Agree with bridgebuster, you should be ok.

If/when the continuous existing floor beam fails, the replacement floor beam (with simple supports) will pickup the load. At the same time, the existing floor beam goes from four-span-continuous to something less. These two simultaneous events will change how the five girders share the load from that floor beam (Sketch shown below). Should not be a big deal, but something to check.

Bridge_Floor_Beams_tml569.png


[idea]
[r2d2]
 
Thanks for the responses so far. I did the analysis today as bridge buster suggested, assuming multiple affected sections were missing. This did in fact increase the shear and bending moment in a few scenarios.

Is it fair to assume that when the replacement floor beam is placed next to the existing cross girder that it takes half of the live load for the respective section?
 
Designing the replacement beam for the entire load mwould be conservative but may not be necessary depending on when permanent repairs will take place. If the beams are as bad as described a 50-50 split becomes a judgement call.
 
@bridgebuster

The max moment that I get in the continuous beam is only 46kNm so the specced 8" new beams resist this quite easily. The repairs are meant to last no more than 5 years, until the new bridge is built. I am more worried about potentially missing an unknown yet necessary repair for the existing cross girders. The existing cross girders are centred at 4 feet. So wondering what the worst case scenario would be if one of the sections fail and there isn't a new support beam right next to it? Would the failed section transfer 50 percent of its load both ways to the other existing floor beam sections that are in line with it? For example the floor beams that are 4' to the north of it and 4' to the south? Would this cause the steel deck to sag/sink down, considering the 4' c/c?

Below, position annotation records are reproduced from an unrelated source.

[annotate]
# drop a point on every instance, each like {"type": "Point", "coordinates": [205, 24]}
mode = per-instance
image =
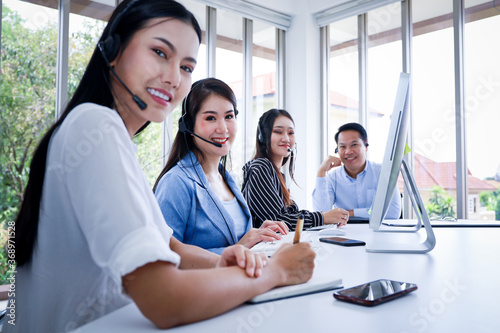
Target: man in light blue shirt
{"type": "Point", "coordinates": [353, 182]}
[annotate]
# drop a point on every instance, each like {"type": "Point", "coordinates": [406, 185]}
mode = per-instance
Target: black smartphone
{"type": "Point", "coordinates": [375, 292]}
{"type": "Point", "coordinates": [342, 241]}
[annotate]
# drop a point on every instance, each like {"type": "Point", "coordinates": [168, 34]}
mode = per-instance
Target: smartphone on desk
{"type": "Point", "coordinates": [375, 292]}
{"type": "Point", "coordinates": [342, 241]}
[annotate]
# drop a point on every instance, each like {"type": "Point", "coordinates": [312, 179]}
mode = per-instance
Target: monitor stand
{"type": "Point", "coordinates": [422, 219]}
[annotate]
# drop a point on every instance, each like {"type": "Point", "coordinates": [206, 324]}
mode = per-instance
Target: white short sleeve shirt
{"type": "Point", "coordinates": [99, 221]}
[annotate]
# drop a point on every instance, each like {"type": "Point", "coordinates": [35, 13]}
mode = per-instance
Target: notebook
{"type": "Point", "coordinates": [314, 285]}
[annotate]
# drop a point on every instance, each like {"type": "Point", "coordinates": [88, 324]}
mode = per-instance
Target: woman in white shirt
{"type": "Point", "coordinates": [90, 236]}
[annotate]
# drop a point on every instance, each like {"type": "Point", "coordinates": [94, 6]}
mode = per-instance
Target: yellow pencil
{"type": "Point", "coordinates": [298, 229]}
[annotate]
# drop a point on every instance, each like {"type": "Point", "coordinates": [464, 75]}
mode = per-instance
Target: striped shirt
{"type": "Point", "coordinates": [262, 191]}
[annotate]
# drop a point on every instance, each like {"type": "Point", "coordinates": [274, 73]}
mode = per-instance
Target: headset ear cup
{"type": "Point", "coordinates": [111, 46]}
{"type": "Point", "coordinates": [185, 124]}
{"type": "Point", "coordinates": [260, 137]}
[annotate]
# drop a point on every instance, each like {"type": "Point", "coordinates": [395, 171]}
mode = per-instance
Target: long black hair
{"type": "Point", "coordinates": [133, 15]}
{"type": "Point", "coordinates": [183, 142]}
{"type": "Point", "coordinates": [263, 147]}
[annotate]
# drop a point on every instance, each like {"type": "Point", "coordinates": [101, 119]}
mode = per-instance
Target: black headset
{"type": "Point", "coordinates": [260, 129]}
{"type": "Point", "coordinates": [186, 124]}
{"type": "Point", "coordinates": [110, 45]}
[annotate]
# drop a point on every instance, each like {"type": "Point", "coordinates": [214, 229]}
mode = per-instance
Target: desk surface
{"type": "Point", "coordinates": [458, 289]}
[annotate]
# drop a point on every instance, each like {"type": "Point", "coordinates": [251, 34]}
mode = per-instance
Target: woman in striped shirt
{"type": "Point", "coordinates": [264, 186]}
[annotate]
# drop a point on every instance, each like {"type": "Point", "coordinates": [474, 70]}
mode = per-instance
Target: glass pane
{"type": "Point", "coordinates": [264, 76]}
{"type": "Point", "coordinates": [27, 94]}
{"type": "Point", "coordinates": [384, 64]}
{"type": "Point", "coordinates": [343, 77]}
{"type": "Point", "coordinates": [229, 68]}
{"type": "Point", "coordinates": [433, 106]}
{"type": "Point", "coordinates": [482, 98]}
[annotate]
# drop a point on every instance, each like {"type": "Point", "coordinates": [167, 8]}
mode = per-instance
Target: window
{"type": "Point", "coordinates": [27, 94]}
{"type": "Point", "coordinates": [434, 105]}
{"type": "Point", "coordinates": [384, 63]}
{"type": "Point", "coordinates": [482, 98]}
{"type": "Point", "coordinates": [343, 77]}
{"type": "Point", "coordinates": [431, 60]}
{"type": "Point", "coordinates": [229, 68]}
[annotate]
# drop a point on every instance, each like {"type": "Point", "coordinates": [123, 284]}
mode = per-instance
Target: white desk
{"type": "Point", "coordinates": [458, 291]}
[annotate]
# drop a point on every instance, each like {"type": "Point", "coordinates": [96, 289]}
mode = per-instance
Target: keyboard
{"type": "Point", "coordinates": [270, 247]}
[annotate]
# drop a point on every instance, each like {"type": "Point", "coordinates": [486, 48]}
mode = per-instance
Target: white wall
{"type": "Point", "coordinates": [303, 88]}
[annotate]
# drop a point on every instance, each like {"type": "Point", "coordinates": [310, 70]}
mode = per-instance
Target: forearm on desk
{"type": "Point", "coordinates": [193, 256]}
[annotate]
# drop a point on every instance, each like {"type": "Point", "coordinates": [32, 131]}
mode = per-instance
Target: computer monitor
{"type": "Point", "coordinates": [391, 165]}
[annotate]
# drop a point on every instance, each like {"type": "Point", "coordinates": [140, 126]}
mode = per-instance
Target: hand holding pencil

The conditions of the beams were pretty bad in some spots however, I was quite conservative with their measurements. I spot checked the thicknesses of the web and flanges over the supports and at mid spans. For each section I took the lowest spot check thickness measurement and applied it to the entire section that the measurement was in or near. Eg. if I measured a flange thickness of 3mm in one spot of the section I would apply that to the entire section even if the other spot check flange measurements were above 5mm.

Using the worst case measurements I calculated the individual section properties to determine the moment and shear capacities for each floor beam.
 
RStars - IMHO, you are making a big mistake to try to share load between the second span of an existing continuous beam (I'll bet it's the W10x21 from your other post) with a new simple span W8. For starters, under load the deflection characteristics of the two beams will be very different. As live load varies, so does the load distribution between the two beams.

As a former bridge contractor, I would never add any member to an existing structure assuming that it relied of load sharing with a existing member to work. There are other complications too. We can get into those if you want to... or not.